Rehearsal Notes
By Len Verwey
Sorry, I assumed you were awake anyway.
Let's try it without the heavy breathing
toward the end of the scene in the garden.
It distracts, somehow. Just speak the words, there
and elsewhere, as loudly
or as quietly as they need to be spoken.
Need in this context is vague, but do your best.
Don't get me wrong, subtlety is not the goal,
not on our budget, but an untested intensity
will flounder somewhere between the prompter
and the first row of the audience.
They know the story too, after all,
and it will be late by the time you face them.
Don't gaze into the distance when the
future is referred to.
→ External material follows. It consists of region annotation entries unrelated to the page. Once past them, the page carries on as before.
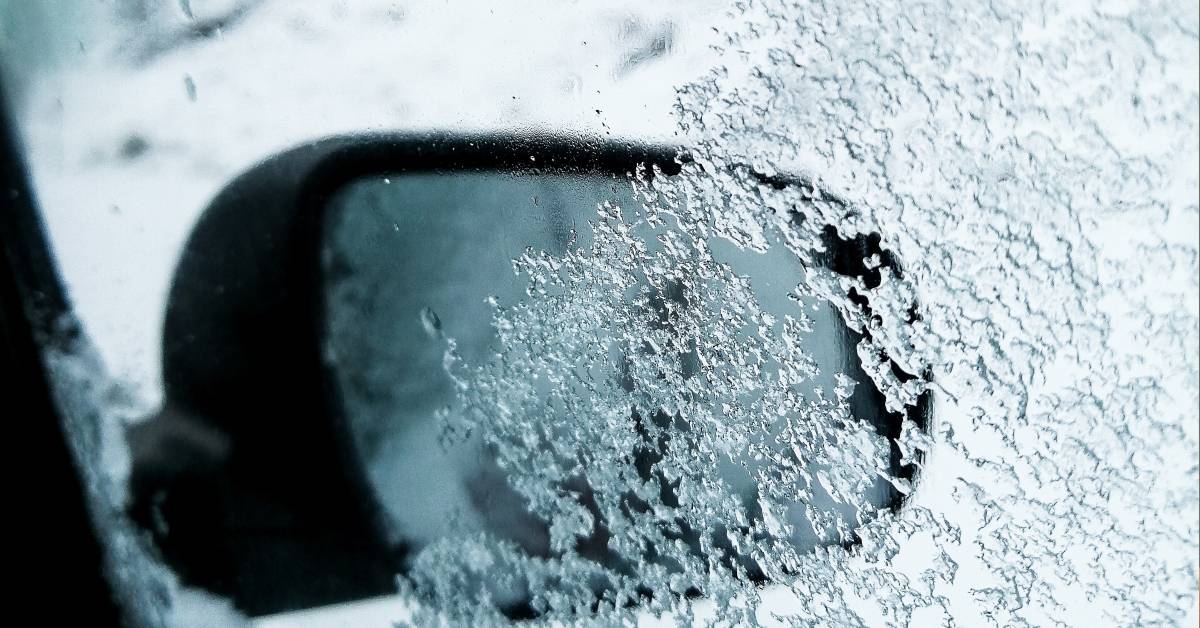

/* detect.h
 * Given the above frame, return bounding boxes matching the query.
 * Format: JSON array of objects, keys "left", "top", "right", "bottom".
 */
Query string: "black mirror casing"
[{"left": 142, "top": 134, "right": 928, "bottom": 616}]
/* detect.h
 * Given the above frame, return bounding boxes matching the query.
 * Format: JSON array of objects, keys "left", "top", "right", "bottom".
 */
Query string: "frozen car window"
[{"left": 0, "top": 0, "right": 1200, "bottom": 626}]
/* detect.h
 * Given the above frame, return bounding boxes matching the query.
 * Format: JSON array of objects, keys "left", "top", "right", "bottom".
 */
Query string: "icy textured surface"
[{"left": 398, "top": 2, "right": 1200, "bottom": 626}]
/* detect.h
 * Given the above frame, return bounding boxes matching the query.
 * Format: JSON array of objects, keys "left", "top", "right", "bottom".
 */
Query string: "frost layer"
[{"left": 391, "top": 2, "right": 1200, "bottom": 626}]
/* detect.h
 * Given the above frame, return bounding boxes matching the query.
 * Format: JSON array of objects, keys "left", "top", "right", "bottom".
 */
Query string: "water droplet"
[
  {"left": 184, "top": 74, "right": 196, "bottom": 102},
  {"left": 421, "top": 307, "right": 442, "bottom": 339}
]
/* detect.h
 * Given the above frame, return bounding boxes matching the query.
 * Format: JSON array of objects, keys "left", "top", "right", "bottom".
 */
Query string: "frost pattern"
[{"left": 398, "top": 1, "right": 1200, "bottom": 626}]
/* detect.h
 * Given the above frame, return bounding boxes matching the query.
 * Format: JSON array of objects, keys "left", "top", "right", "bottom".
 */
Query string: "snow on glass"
[{"left": 403, "top": 1, "right": 1200, "bottom": 626}]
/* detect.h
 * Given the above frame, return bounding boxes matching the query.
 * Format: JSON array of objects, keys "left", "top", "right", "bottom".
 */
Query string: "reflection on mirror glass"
[{"left": 322, "top": 172, "right": 898, "bottom": 615}]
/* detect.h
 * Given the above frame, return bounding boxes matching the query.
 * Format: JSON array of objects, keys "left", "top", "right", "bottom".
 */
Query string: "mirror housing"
[{"left": 138, "top": 133, "right": 928, "bottom": 616}]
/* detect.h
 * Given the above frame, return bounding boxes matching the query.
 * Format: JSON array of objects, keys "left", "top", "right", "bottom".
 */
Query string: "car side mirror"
[{"left": 130, "top": 134, "right": 925, "bottom": 617}]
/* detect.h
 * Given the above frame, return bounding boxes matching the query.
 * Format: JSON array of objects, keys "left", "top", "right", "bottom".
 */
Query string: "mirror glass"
[{"left": 322, "top": 172, "right": 896, "bottom": 604}]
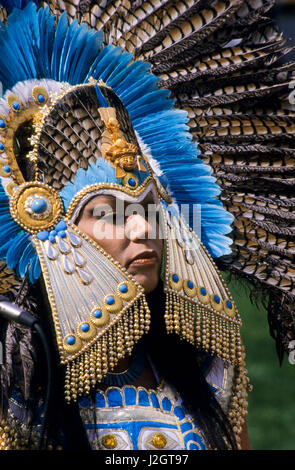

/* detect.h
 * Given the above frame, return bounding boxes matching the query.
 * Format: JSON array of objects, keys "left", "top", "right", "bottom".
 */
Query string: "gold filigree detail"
[{"left": 98, "top": 100, "right": 147, "bottom": 178}]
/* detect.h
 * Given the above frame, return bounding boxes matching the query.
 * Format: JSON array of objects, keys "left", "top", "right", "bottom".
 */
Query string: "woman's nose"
[{"left": 125, "top": 214, "right": 151, "bottom": 242}]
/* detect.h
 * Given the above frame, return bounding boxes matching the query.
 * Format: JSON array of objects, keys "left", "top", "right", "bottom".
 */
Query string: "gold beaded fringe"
[
  {"left": 165, "top": 291, "right": 242, "bottom": 364},
  {"left": 65, "top": 295, "right": 150, "bottom": 402}
]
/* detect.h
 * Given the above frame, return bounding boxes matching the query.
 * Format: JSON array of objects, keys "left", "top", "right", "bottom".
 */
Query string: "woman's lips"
[
  {"left": 129, "top": 256, "right": 158, "bottom": 267},
  {"left": 127, "top": 251, "right": 159, "bottom": 268}
]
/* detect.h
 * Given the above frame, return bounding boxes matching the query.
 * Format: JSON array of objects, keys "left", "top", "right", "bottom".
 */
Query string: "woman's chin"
[{"left": 130, "top": 273, "right": 159, "bottom": 294}]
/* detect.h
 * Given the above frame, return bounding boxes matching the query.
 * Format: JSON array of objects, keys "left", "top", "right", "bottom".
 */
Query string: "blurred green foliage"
[{"left": 225, "top": 276, "right": 295, "bottom": 450}]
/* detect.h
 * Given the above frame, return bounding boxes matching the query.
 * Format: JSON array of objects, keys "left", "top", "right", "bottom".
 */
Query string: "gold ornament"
[{"left": 10, "top": 181, "right": 63, "bottom": 234}]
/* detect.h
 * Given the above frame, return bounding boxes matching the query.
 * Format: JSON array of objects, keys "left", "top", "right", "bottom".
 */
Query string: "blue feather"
[
  {"left": 50, "top": 12, "right": 68, "bottom": 80},
  {"left": 17, "top": 243, "right": 35, "bottom": 277},
  {"left": 6, "top": 231, "right": 29, "bottom": 269}
]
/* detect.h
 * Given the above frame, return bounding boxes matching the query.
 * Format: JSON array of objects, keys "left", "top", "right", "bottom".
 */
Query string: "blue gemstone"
[
  {"left": 55, "top": 220, "right": 67, "bottom": 232},
  {"left": 92, "top": 310, "right": 102, "bottom": 318},
  {"left": 128, "top": 178, "right": 136, "bottom": 188},
  {"left": 58, "top": 230, "right": 67, "bottom": 238},
  {"left": 37, "top": 230, "right": 49, "bottom": 242},
  {"left": 31, "top": 198, "right": 47, "bottom": 214},
  {"left": 66, "top": 336, "right": 76, "bottom": 346},
  {"left": 37, "top": 93, "right": 45, "bottom": 103},
  {"left": 2, "top": 165, "right": 11, "bottom": 173},
  {"left": 120, "top": 284, "right": 128, "bottom": 294},
  {"left": 80, "top": 323, "right": 90, "bottom": 333},
  {"left": 106, "top": 295, "right": 115, "bottom": 305}
]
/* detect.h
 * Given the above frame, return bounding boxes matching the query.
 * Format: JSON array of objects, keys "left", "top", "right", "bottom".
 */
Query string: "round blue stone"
[
  {"left": 58, "top": 230, "right": 67, "bottom": 238},
  {"left": 80, "top": 323, "right": 90, "bottom": 333},
  {"left": 2, "top": 165, "right": 11, "bottom": 173},
  {"left": 37, "top": 93, "right": 45, "bottom": 103},
  {"left": 93, "top": 310, "right": 102, "bottom": 318},
  {"left": 106, "top": 295, "right": 115, "bottom": 305},
  {"left": 55, "top": 220, "right": 67, "bottom": 232},
  {"left": 37, "top": 230, "right": 49, "bottom": 242},
  {"left": 120, "top": 284, "right": 128, "bottom": 294},
  {"left": 66, "top": 336, "right": 76, "bottom": 346},
  {"left": 128, "top": 178, "right": 136, "bottom": 188},
  {"left": 31, "top": 198, "right": 47, "bottom": 214}
]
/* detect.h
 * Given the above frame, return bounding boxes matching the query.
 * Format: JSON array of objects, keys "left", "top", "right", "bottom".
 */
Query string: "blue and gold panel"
[{"left": 79, "top": 385, "right": 206, "bottom": 451}]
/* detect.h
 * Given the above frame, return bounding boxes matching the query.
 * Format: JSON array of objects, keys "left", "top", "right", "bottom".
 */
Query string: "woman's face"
[{"left": 76, "top": 193, "right": 162, "bottom": 294}]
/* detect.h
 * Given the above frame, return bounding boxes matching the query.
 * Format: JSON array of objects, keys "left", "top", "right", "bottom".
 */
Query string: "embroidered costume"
[{"left": 0, "top": 0, "right": 294, "bottom": 450}]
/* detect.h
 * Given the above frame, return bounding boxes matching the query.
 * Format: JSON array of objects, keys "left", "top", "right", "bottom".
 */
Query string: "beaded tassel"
[
  {"left": 165, "top": 291, "right": 242, "bottom": 364},
  {"left": 65, "top": 296, "right": 150, "bottom": 402}
]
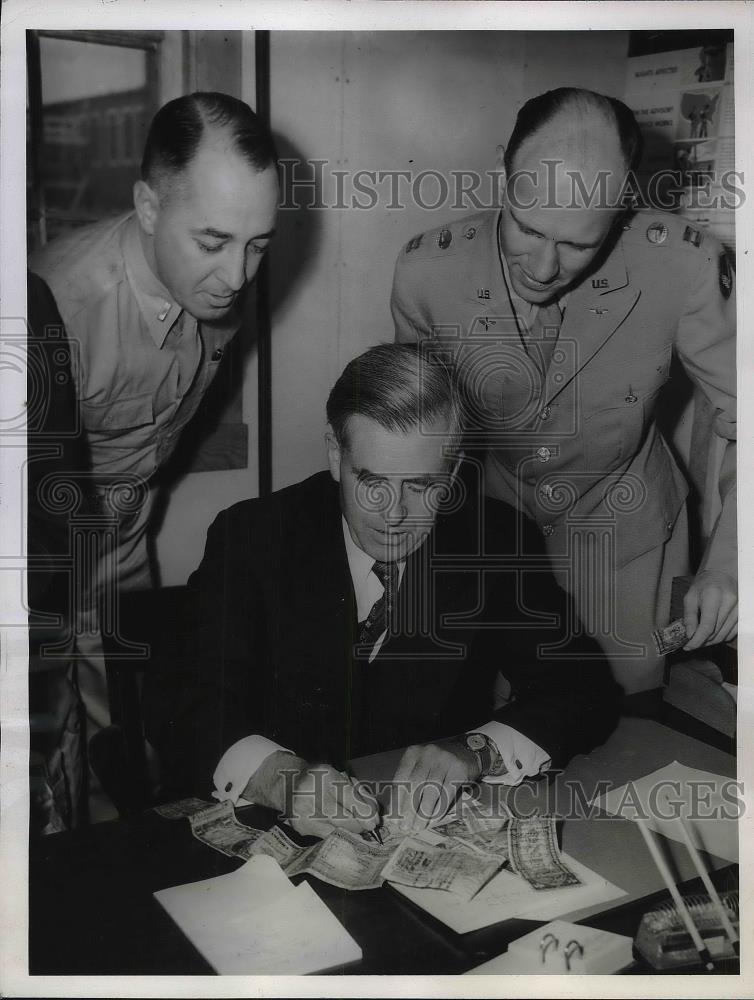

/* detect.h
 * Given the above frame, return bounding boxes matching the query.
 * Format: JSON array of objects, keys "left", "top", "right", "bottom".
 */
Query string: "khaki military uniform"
[{"left": 391, "top": 212, "right": 736, "bottom": 692}]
Don't hope
when you speak of hope.
Presumably it's not easy being us
but consider the alternatives.
Have you looked around recently?
In scene four you are passing an empty bowl around
that must seem heavy, but overdo
the heaviness and its emptiness is the final
lingering effect. Do you see what I mean?
I mean use the sharp knives carefully.
I mean real tears
don't mean you're acting well, just that you've lost
yourself in yourself again,
and where the script says scream
a step to the side and possibly a finger
touched to the mouth will do.
Copyright Credit: Len Verwey, "Rehearsal Notes" from In a Language That You Know. Copyright © 2017 by Len Verwey. Reprinted by permission of University of Nebraska Press.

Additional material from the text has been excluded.